Claude Prompt Caching API Guide
Prompt caching lets you cache repeated portions of your prompts so the API reads them from cache instead of reprocessing. Cache reads cost 10% of the base input token price. This guide shows you how to implement it.
Quick Fix
Add one line to enable automatic caching:
import anthropic
client = anthropic.Anthropic()
response = client.messages.create(
model="claude-sonnet-4-6",
max_tokens=1024,
cache_control={"type": "ephemeral"}, # Enable automatic caching
system="Your large system prompt here...",
messages=[{"role": "user", "content": "Question?"}]
)
What You Need
- Anthropic Python or TypeScript SDK
- A prompt with cacheable content that exceeds the model’s minimum token threshold
Full Solution
Method 1: Automatic Caching (Recommended)
Add cache_control at the top level. The system automatically places the breakpoint on the last cacheable block:
import anthropic
client = anthropic.Anthropic()
# Large system prompt that benefits from caching
SYSTEM_PROMPT = """You are a legal expert. Here is the full text of the contract...
[Insert 4000+ tokens of contract text here]
"""
# First request: creates the cache
response1 = client.messages.create(
model="claude-opus-4-6",
max_tokens=1024,
cache_control={"type": "ephemeral"},
system=SYSTEM_PROMPT,
messages=[{"role": "user", "content": "What are the termination clauses?"}]
)
print(f"Cache created: {response1.usage.cache_creation_input_tokens} tokens")
# Second request: reads from cache (10% cost)
response2 = client.messages.create(
model="claude-opus-4-6",
max_tokens=1024,
cache_control={"type": "ephemeral"},
system=SYSTEM_PROMPT,
messages=[{"role": "user", "content": "What is the payment schedule?"}]
)
print(f"Cache hit: {response2.usage.cache_read_input_tokens} tokens")
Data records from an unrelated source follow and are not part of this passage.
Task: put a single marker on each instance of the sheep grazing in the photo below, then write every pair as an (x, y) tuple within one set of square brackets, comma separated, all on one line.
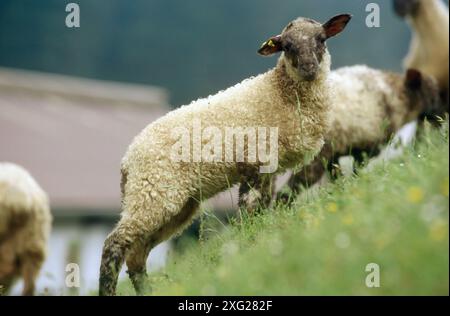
[(25, 223), (429, 47), (161, 189), (369, 106)]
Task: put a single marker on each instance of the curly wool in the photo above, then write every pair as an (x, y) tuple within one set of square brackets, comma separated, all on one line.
[(368, 107), (157, 187), (25, 223)]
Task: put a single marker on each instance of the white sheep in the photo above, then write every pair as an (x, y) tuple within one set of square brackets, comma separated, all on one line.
[(368, 107), (25, 223), (160, 194), (429, 46)]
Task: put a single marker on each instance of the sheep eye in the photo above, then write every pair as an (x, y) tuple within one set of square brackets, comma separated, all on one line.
[(287, 47)]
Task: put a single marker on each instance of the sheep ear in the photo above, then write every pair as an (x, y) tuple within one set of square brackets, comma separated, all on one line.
[(271, 46), (336, 24), (413, 79)]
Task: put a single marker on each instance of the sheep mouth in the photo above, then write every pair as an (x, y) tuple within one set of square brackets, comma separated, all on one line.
[(307, 76)]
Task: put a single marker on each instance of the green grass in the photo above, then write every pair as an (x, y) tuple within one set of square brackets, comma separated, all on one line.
[(395, 215)]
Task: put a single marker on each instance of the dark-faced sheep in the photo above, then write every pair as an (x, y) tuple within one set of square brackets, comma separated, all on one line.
[(368, 107), (429, 46), (162, 189)]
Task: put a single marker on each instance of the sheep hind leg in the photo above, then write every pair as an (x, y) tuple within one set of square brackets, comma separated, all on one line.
[(115, 248), (255, 193), (137, 258), (136, 263)]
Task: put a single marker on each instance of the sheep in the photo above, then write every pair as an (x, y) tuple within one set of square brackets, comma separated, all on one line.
[(25, 223), (429, 46), (369, 107), (161, 194)]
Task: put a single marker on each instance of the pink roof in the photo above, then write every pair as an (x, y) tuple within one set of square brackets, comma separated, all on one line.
[(72, 133)]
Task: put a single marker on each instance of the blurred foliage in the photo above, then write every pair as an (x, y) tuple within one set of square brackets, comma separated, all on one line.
[(192, 48), (395, 215)]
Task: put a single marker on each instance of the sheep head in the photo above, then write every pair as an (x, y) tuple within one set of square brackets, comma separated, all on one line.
[(303, 44), (423, 94), (406, 7)]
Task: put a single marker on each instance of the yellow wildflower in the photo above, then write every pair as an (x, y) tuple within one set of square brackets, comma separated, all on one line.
[(415, 194)]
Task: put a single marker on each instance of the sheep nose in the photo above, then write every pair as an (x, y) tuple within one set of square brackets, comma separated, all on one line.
[(307, 66)]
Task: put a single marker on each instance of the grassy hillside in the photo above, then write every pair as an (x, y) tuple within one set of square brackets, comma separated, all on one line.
[(395, 215)]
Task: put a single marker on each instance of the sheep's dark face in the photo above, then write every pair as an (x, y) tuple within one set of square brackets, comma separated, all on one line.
[(303, 44), (423, 94), (406, 7)]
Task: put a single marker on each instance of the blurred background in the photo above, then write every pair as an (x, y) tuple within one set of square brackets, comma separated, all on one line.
[(72, 99)]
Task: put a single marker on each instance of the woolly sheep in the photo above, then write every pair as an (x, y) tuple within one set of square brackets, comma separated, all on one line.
[(25, 223), (368, 107), (160, 196), (429, 46)]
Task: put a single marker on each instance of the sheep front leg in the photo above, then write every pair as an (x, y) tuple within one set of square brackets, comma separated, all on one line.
[(136, 263), (255, 192), (305, 178), (30, 270)]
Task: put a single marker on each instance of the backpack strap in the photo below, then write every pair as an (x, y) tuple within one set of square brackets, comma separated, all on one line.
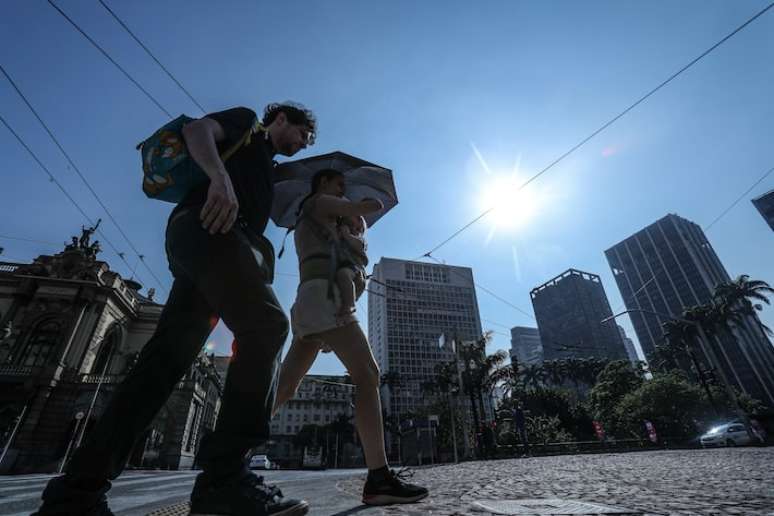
[(243, 141)]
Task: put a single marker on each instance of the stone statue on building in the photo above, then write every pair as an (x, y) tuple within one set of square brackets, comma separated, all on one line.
[(86, 233)]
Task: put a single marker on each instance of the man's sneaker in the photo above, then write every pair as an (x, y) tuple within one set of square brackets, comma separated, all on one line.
[(63, 499), (248, 496), (392, 489)]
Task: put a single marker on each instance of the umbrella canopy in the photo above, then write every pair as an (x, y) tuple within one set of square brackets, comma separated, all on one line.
[(363, 180)]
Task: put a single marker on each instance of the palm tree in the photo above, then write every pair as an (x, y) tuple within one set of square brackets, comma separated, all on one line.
[(534, 376), (682, 337), (555, 371), (742, 293), (744, 296)]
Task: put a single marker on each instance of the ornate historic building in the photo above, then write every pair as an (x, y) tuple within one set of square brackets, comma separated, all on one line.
[(70, 329)]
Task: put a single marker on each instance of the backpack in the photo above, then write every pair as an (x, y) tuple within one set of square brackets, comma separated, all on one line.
[(169, 172)]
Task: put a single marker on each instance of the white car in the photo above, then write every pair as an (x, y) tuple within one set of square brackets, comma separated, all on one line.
[(727, 434), (260, 462)]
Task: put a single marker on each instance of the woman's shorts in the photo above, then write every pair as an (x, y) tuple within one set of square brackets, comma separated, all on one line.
[(313, 312)]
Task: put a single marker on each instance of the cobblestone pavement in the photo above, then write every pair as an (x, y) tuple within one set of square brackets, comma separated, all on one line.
[(679, 482)]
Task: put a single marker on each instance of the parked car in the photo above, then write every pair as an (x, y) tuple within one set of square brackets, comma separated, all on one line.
[(728, 434), (313, 458), (260, 462)]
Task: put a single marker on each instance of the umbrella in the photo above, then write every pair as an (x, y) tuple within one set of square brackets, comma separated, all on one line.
[(293, 182)]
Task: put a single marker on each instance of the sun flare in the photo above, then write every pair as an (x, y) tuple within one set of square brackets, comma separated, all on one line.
[(511, 208)]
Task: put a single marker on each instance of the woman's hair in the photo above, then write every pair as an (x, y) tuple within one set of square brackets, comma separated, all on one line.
[(326, 173), (347, 221)]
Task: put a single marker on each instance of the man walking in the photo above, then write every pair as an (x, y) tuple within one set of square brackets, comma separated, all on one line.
[(222, 267)]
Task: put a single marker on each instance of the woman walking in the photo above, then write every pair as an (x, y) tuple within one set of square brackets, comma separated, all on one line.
[(318, 322)]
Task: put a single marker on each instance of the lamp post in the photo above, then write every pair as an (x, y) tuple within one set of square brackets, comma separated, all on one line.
[(709, 352)]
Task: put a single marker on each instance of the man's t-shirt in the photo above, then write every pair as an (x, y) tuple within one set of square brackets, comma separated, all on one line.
[(250, 169)]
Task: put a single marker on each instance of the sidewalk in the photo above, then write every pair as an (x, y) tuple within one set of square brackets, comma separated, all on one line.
[(678, 482)]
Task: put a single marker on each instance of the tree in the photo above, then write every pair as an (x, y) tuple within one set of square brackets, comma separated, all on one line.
[(669, 401), (681, 337), (617, 380), (533, 376), (742, 293)]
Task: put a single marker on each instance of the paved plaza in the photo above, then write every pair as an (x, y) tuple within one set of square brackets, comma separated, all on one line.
[(680, 482)]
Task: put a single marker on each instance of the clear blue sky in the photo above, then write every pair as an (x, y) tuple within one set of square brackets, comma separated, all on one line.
[(423, 88)]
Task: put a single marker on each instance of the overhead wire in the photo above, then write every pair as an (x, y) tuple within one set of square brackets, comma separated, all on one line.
[(80, 175), (610, 122), (63, 190), (109, 58), (147, 50)]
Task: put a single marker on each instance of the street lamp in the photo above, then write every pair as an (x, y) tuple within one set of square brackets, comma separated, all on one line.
[(709, 352)]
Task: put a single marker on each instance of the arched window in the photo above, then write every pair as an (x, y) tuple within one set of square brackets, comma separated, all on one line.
[(107, 351), (40, 344)]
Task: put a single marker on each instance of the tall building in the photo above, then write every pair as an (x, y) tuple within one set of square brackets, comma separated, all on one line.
[(320, 400), (569, 310), (71, 329), (670, 266), (631, 352), (526, 345), (410, 305), (765, 205)]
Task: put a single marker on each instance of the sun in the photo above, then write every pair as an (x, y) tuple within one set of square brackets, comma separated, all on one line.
[(511, 207)]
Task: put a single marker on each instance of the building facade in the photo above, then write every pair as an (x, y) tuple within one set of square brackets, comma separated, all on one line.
[(71, 329), (765, 205), (569, 310), (631, 352), (526, 346), (410, 306), (325, 401), (670, 266)]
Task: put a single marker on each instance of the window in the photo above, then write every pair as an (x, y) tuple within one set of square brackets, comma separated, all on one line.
[(38, 348), (108, 350)]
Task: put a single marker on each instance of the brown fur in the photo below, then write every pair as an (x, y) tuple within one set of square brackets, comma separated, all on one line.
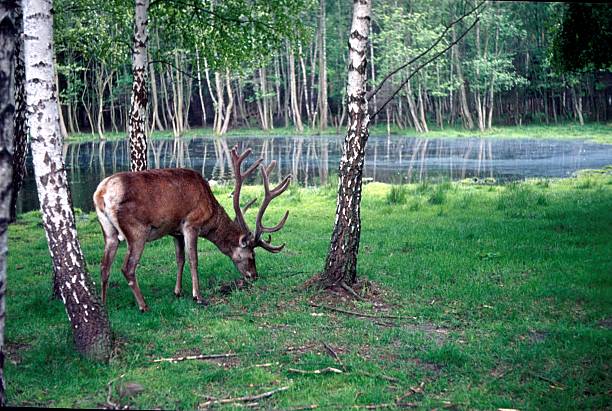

Method 2: Explicit Cache Breakpoints
Place cache_control on specific content blocks for precise control. Up to 4 breakpoints per request:
import anthropic
client = anthropic.Anthropic()
response = client.messages.create(
model="claude-sonnet-4-6",
max_tokens=1024,
system=[
{
"type": "text",
"text": "You are a legal expert...[large prompt]...",
"cache_control": {"type": "ephemeral"} # Breakpoint 1
}
],
messages=[
{
"role": "user",
"content": [
{
"type": "text",
"text": "[Large document to analyze]...",
"cache_control": {"type": "ephemeral"} # Breakpoint 2
}
]
}
]
)
Cache Lifetime Options
Choose between 5-minute and 1-hour cache durations:
# Default: 5-minute cache (1.25x base input to write, 0.1x to read)
response = client.messages.create(
model="claude-sonnet-4-6",
max_tokens=1024,
cache_control={"type": "ephemeral"},
system="...",
messages=[...]
)
# 1-hour cache (2x base input to write, 0.1x to read)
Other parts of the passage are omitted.